State's Attorney Patricia C. Jessamy acknowledged that her office investigated Monahan's allegation of a sexual assault in 1990.

"At that time the victim indicated that she did not want to pursue criminal charges," her statement said. "According to our records, the victim was requested by the Church to drop the case and was advised the suspect would get counseling in this matter."

Monahan has hired lawyer Joanne L. Suder, who has represented victims of sexual abuse in lawsuits. Suder said a civil suit against Schwind and the archdiocese is under consideration.

Monahan said she was motivated to speak out after reading recent comments by church officials that the Baltimore Archdiocese had properly dealt with priest abusers since the mid-1980s.

"I came forward in the hope that my story would give hope to any other person ... who has been violated by a priest," Monahan said.

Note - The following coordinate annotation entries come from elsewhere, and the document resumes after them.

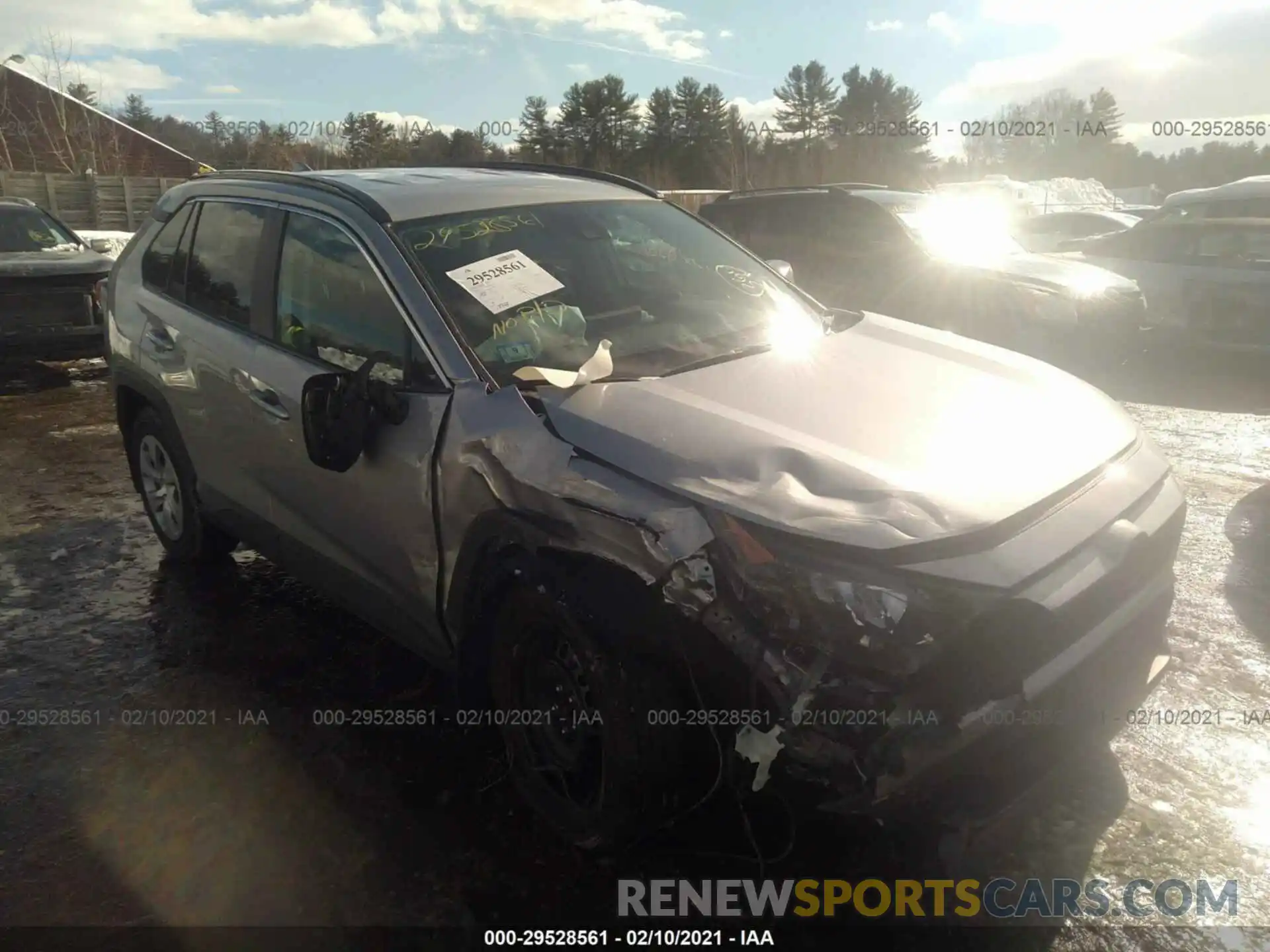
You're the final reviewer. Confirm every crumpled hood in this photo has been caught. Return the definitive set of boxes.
[0,249,114,278]
[541,313,1138,548]
[970,254,1138,292]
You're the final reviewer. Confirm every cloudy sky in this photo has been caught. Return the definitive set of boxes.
[0,0,1270,162]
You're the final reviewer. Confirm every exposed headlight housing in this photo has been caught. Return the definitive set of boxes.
[715,516,997,692]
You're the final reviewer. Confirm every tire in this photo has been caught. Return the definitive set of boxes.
[128,407,237,563]
[489,573,686,849]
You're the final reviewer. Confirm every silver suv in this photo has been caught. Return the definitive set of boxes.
[106,164,1185,846]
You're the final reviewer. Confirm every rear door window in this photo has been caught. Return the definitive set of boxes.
[185,202,268,329]
[141,202,194,294]
[167,202,202,301]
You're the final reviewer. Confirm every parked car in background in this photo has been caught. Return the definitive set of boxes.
[106,163,1186,847]
[1011,211,1139,254]
[700,185,1148,356]
[1073,216,1270,352]
[1152,175,1270,222]
[0,198,114,360]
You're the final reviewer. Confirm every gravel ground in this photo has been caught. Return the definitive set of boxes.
[0,358,1270,949]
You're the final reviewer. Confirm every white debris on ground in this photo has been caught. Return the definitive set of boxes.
[75,231,132,258]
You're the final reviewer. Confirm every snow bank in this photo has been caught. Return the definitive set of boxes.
[75,231,132,258]
[1027,178,1117,212]
[939,175,1117,214]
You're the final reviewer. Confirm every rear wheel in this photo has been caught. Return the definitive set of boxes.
[128,407,237,561]
[490,573,683,848]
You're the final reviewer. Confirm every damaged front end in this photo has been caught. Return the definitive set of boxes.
[664,514,1016,813]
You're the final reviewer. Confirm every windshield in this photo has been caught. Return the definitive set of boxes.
[0,206,80,254]
[896,196,1025,265]
[398,199,824,385]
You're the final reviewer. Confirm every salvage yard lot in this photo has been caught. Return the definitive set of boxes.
[0,358,1270,949]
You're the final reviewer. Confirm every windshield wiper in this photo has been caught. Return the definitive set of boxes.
[661,344,772,377]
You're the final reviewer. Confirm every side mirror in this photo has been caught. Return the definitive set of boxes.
[767,258,794,280]
[300,353,410,472]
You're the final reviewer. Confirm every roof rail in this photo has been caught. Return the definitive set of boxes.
[831,182,894,192]
[190,169,392,225]
[442,161,661,198]
[715,185,833,202]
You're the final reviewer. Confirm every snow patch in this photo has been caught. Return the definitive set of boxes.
[939,175,1119,214]
[75,231,132,258]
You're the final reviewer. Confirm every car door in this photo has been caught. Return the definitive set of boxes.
[231,210,450,658]
[137,198,273,545]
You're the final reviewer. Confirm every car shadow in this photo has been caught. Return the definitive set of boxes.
[1224,484,1270,646]
[0,358,109,396]
[124,553,1124,949]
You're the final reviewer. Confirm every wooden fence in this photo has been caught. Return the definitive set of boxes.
[0,171,184,231]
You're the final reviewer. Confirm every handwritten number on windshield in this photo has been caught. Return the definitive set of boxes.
[494,301,564,338]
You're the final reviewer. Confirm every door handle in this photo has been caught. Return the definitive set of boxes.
[145,324,177,353]
[247,387,291,420]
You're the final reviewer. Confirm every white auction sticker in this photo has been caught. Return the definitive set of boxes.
[446,250,564,313]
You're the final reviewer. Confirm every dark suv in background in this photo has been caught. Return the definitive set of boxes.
[0,198,114,360]
[698,182,1148,357]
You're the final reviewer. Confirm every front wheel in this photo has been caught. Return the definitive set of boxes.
[490,584,682,849]
[128,409,237,561]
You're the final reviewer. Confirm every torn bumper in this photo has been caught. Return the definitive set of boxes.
[812,574,1173,822]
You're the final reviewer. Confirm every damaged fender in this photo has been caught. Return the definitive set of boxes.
[437,383,714,645]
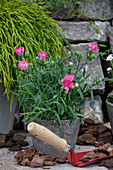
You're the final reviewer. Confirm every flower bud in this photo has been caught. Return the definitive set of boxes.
[29,63,33,68]
[69,62,73,66]
[75,82,79,87]
[25,51,29,56]
[67,51,71,57]
[13,64,17,68]
[22,57,25,60]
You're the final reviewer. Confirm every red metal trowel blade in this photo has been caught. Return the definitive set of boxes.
[66,151,113,167]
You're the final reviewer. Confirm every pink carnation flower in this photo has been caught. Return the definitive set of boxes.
[37,51,48,60]
[15,47,24,55]
[75,82,79,87]
[61,77,74,88]
[18,60,29,70]
[66,74,75,81]
[88,42,99,51]
[64,86,69,93]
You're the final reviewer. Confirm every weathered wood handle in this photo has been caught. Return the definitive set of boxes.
[27,122,67,151]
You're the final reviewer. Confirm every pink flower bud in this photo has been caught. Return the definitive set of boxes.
[18,60,29,70]
[37,51,48,60]
[64,86,69,93]
[15,47,24,55]
[66,74,75,81]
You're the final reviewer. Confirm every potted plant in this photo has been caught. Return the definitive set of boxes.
[0,0,66,133]
[11,43,99,154]
[103,54,113,134]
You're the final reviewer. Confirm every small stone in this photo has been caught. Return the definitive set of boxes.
[9,145,21,151]
[77,134,96,145]
[15,141,29,146]
[15,151,23,165]
[98,132,112,143]
[30,152,44,168]
[84,118,95,125]
[80,151,95,162]
[98,125,111,133]
[99,143,110,150]
[55,156,66,163]
[12,135,26,142]
[99,158,113,169]
[6,130,14,139]
[23,147,36,158]
[44,156,55,161]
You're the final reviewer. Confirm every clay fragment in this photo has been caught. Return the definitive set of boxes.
[30,152,44,168]
[80,151,95,162]
[55,156,66,163]
[44,156,55,161]
[15,151,23,165]
[44,161,56,166]
[98,125,111,134]
[84,118,95,125]
[20,158,31,166]
[6,130,14,139]
[77,134,96,145]
[9,145,21,151]
[15,141,29,146]
[98,132,112,143]
[99,143,110,150]
[12,135,26,142]
[23,147,36,158]
[99,158,113,169]
[4,140,14,147]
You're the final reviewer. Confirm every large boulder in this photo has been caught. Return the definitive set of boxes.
[59,21,110,42]
[80,0,113,21]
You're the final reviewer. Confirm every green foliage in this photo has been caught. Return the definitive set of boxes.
[38,0,81,16]
[9,47,99,132]
[98,44,111,57]
[0,0,65,98]
[90,20,100,34]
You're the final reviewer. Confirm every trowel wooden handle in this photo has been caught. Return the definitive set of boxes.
[27,122,67,151]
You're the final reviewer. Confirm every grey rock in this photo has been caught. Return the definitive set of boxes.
[80,95,103,124]
[68,43,105,93]
[80,0,113,20]
[58,21,110,42]
[109,27,113,53]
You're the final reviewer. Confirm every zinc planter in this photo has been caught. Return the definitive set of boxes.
[32,119,81,156]
[106,99,113,135]
[0,84,16,134]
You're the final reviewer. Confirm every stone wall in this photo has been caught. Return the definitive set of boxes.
[50,0,113,123]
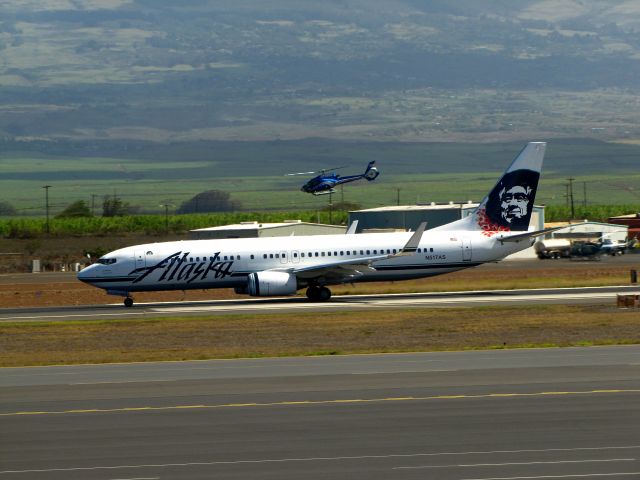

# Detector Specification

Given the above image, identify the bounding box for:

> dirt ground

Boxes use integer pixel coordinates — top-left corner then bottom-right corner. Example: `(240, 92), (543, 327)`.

(0, 255), (640, 308)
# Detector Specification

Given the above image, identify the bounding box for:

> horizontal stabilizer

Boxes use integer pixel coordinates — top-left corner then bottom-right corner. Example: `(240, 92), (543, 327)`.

(394, 222), (427, 257)
(496, 224), (571, 242)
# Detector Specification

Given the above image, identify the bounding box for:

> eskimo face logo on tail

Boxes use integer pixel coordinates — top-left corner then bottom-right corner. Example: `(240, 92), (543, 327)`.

(478, 170), (540, 236)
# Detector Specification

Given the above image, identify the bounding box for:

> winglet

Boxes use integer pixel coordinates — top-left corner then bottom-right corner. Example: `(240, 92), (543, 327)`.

(394, 222), (427, 256)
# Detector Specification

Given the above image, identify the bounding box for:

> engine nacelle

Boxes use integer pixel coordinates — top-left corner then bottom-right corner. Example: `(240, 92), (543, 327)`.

(247, 271), (298, 297)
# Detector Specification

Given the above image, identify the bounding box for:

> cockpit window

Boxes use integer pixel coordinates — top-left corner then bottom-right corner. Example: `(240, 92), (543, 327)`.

(98, 258), (117, 265)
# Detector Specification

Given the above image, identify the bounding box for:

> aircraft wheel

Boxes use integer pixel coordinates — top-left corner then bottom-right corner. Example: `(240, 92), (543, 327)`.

(318, 287), (331, 302)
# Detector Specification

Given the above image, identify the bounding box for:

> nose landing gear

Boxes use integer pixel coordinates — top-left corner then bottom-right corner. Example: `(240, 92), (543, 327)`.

(306, 285), (331, 302)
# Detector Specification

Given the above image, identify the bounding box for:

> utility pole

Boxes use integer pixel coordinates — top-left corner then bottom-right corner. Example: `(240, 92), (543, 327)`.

(42, 185), (51, 235)
(160, 203), (172, 235)
(567, 177), (576, 220)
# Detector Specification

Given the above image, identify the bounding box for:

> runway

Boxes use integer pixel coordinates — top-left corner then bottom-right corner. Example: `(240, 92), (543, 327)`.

(0, 346), (640, 480)
(0, 286), (640, 322)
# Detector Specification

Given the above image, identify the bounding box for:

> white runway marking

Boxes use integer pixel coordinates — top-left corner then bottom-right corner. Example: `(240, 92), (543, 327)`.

(150, 292), (614, 313)
(0, 445), (640, 480)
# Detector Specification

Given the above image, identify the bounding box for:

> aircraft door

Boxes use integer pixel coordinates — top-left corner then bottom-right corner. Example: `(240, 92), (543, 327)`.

(133, 250), (147, 269)
(462, 237), (472, 262)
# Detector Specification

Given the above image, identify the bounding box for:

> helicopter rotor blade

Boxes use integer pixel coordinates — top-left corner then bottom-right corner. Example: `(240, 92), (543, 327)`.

(285, 172), (318, 177)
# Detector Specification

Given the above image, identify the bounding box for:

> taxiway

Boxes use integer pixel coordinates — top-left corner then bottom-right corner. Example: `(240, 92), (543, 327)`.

(0, 346), (640, 480)
(0, 286), (640, 322)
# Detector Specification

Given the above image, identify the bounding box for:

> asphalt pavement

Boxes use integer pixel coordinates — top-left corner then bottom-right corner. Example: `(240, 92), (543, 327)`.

(0, 346), (640, 480)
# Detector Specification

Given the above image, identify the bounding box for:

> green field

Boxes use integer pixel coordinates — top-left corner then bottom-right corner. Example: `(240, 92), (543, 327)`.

(0, 139), (640, 216)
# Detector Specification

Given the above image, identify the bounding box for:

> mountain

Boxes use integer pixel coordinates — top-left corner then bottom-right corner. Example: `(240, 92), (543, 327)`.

(0, 0), (640, 144)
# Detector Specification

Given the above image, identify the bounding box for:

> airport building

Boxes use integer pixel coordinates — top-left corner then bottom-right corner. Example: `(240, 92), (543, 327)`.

(546, 220), (629, 244)
(189, 220), (345, 240)
(608, 213), (640, 239)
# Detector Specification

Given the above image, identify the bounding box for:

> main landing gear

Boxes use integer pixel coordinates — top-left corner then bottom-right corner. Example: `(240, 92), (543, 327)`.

(307, 285), (331, 302)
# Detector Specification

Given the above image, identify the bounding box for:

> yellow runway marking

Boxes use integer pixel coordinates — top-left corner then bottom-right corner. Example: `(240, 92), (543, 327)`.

(0, 389), (640, 417)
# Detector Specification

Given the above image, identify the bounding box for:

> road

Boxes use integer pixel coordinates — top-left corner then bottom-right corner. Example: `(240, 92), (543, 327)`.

(0, 286), (640, 322)
(0, 346), (640, 480)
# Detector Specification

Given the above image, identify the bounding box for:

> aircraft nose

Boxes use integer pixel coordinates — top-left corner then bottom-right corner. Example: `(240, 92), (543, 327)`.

(76, 264), (97, 283)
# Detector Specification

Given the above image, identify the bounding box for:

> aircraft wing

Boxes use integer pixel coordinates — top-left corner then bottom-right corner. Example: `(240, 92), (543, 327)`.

(274, 222), (427, 282)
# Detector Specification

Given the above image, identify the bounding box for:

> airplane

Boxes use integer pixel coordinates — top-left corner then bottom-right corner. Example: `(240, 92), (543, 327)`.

(78, 142), (559, 307)
(287, 161), (380, 195)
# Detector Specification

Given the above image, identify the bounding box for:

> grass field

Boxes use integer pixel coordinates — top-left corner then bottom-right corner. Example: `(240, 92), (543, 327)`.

(0, 306), (640, 367)
(0, 140), (640, 215)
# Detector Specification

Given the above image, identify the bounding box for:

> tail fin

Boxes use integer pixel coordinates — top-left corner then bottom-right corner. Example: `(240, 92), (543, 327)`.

(443, 142), (547, 237)
(364, 160), (380, 181)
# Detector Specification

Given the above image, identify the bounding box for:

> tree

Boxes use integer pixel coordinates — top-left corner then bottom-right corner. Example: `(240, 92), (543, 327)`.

(177, 190), (242, 213)
(0, 201), (17, 217)
(56, 200), (93, 218)
(102, 196), (131, 217)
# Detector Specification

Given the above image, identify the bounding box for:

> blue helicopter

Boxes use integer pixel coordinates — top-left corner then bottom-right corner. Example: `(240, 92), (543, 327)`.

(287, 161), (380, 195)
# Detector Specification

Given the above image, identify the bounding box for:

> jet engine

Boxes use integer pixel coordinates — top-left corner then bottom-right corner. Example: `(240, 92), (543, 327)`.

(247, 271), (298, 297)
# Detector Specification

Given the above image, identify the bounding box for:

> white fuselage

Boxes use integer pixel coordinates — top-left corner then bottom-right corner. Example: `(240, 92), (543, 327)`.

(78, 230), (531, 294)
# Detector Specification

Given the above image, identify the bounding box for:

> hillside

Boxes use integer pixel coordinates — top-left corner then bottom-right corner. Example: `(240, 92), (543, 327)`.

(0, 0), (640, 144)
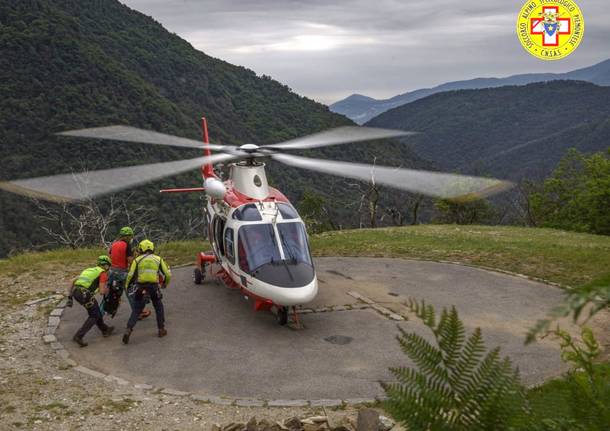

Monahan said she was raped on the night of Feb. 12, 1989. Monahan had met Schwind the year before, when he became her confessor and spiritual adviser, and she began volunteering at his parish. At the time of the alleged rape, she was temporarily living at the rectory while she recovered from an illness.

Monahan said this is how the alleged attack occurred: On a Sunday night, she and Schwind came back to an empty rectory from dinner after a long day of working at the parish. Schwind invited Monahan upstairs to his room to pray the Divine Office, the daily prayer that priests and other members of religious orders are required to recite. Near the conclusion of the prayer, Schwind put on a recording of Christian music and told her to close her eyes. Then she was thrown on the floor and attacked.

Monahan said that when she confronted Schwind the next day, he told her they had consummated a "mystical marriage."